Transport & Connectivity

Solihull benefits from excellent multimodal connectivity. Solihull Railway Station provides direct services to Birmingham New Street and London Marylebone. Birmingham International Station connects to the National Rail and airport. The M42 motorway provides access to the M6 and M40 within minutes. Cranmore Business Park and the wider south Solihull office market are predominantly car-accessed, with good car parking ratios that support occupier demand from businesses requiring staff to commute from across the wider West Midlands region.

Key Risks

Key risks include the continued preference by some occupiers for Birmingham city centre or hybrid home-working arrangements, reducing demand for traditional business park office space.
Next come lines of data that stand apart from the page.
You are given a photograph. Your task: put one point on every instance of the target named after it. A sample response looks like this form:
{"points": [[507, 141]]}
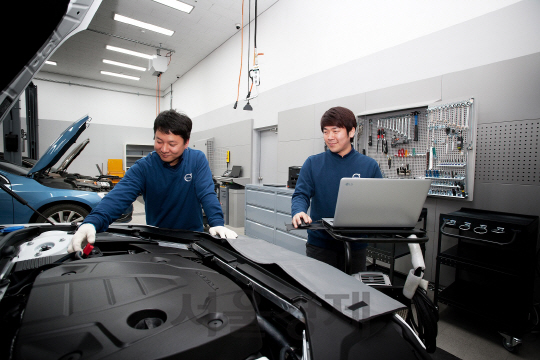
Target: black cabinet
{"points": [[494, 256]]}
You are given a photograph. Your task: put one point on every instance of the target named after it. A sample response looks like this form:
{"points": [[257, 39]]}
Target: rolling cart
{"points": [[494, 257]]}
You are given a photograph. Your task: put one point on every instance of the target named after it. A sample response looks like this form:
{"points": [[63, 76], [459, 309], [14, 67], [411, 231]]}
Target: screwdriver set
{"points": [[433, 142]]}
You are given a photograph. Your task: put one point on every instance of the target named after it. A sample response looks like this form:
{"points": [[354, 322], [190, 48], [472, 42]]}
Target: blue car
{"points": [[59, 196]]}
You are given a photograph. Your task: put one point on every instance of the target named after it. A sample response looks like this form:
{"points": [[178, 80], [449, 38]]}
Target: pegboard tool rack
{"points": [[434, 141]]}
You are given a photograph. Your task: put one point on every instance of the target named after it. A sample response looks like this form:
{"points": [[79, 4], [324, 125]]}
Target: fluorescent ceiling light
{"points": [[144, 25], [120, 75], [129, 52], [178, 5], [124, 65]]}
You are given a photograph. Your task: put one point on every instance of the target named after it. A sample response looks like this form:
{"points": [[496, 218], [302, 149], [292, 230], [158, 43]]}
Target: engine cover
{"points": [[142, 306]]}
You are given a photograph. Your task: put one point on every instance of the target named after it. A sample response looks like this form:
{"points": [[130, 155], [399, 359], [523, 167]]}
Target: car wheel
{"points": [[64, 213]]}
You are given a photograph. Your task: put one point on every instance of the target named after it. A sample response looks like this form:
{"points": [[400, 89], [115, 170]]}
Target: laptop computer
{"points": [[379, 203]]}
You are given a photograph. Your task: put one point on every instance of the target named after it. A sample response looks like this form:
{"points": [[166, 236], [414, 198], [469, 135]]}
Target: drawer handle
{"points": [[457, 236], [482, 229], [498, 230], [465, 226]]}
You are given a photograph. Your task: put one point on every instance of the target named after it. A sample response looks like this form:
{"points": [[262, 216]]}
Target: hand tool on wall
{"points": [[460, 141], [415, 125], [378, 135], [370, 142]]}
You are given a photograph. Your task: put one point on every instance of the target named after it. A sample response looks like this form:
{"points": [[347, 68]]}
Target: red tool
{"points": [[88, 249]]}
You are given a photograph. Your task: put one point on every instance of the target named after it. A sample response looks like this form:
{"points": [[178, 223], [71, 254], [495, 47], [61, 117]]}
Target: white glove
{"points": [[223, 232], [85, 234]]}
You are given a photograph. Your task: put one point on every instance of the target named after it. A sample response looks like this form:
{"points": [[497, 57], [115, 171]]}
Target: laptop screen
{"points": [[380, 203]]}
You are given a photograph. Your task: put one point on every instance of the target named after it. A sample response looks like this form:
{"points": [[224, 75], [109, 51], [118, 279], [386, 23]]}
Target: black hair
{"points": [[171, 121], [340, 117]]}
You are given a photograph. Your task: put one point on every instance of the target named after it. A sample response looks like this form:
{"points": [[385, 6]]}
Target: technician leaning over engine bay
{"points": [[174, 181]]}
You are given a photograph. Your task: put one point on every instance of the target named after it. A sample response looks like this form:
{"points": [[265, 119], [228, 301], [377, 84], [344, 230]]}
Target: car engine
{"points": [[151, 293]]}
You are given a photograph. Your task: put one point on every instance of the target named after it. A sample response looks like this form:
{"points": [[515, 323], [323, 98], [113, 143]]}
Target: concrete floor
{"points": [[459, 333]]}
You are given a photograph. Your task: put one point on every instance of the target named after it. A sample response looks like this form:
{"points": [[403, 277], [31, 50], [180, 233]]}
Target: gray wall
{"points": [[236, 138], [506, 95]]}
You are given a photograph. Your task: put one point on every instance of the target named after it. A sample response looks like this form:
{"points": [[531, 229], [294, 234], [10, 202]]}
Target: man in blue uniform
{"points": [[174, 181], [318, 185]]}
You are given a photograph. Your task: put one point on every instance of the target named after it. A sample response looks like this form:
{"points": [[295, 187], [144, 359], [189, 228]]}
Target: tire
{"points": [[63, 213]]}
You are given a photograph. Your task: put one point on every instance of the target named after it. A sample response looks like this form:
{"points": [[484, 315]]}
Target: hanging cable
{"points": [[241, 56], [249, 41], [248, 105]]}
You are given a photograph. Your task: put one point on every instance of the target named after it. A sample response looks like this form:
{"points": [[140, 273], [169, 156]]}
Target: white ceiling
{"points": [[210, 24]]}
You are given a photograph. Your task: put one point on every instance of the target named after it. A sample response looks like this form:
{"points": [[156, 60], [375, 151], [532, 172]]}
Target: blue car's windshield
{"points": [[13, 169]]}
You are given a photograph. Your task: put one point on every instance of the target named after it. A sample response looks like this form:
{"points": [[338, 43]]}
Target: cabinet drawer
{"points": [[261, 199], [290, 242], [260, 215], [283, 203], [281, 219], [259, 231]]}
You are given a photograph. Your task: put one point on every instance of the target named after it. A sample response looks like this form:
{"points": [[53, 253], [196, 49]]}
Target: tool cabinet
{"points": [[494, 257]]}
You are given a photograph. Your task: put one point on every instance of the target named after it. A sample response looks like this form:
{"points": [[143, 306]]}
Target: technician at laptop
{"points": [[318, 185]]}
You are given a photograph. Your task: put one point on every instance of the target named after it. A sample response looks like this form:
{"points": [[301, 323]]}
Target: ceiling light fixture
{"points": [[124, 65], [120, 75], [129, 52], [178, 5], [143, 25]]}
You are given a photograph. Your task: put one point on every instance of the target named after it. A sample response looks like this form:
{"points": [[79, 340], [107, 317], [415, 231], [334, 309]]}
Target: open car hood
{"points": [[52, 23], [72, 156], [59, 147]]}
Secondary stock with poor amenities and low EPC ratings faces structural headwinds from occupiers prioritizing sustainability credentials. The NEC and airport catchment area is sensitive to travel and events sector volatility. Wider regional economic conditions in the West Midlands - including the ongoing adjustment in the automotive supply chain - could affect occupier demand.

Outlook 12–24 Months

Solihull's office market is expected to see gradual improvement as the supply of new space remains very limited and existing vacancy in well-located assets is progressively absorbed. Value-add acquisitions by active investors such as Seneca Property, with immediate leasing activity, support a cautiously optimistic short-term outlook. The M42 corridor is likely to retain its appeal for occupiers requiring proximity to Birmingham Airport, the NEC and the motorway network. Rental growth will be driven primarily by Grade A stock scarcity, while secondary assets will continue to require incentive packages.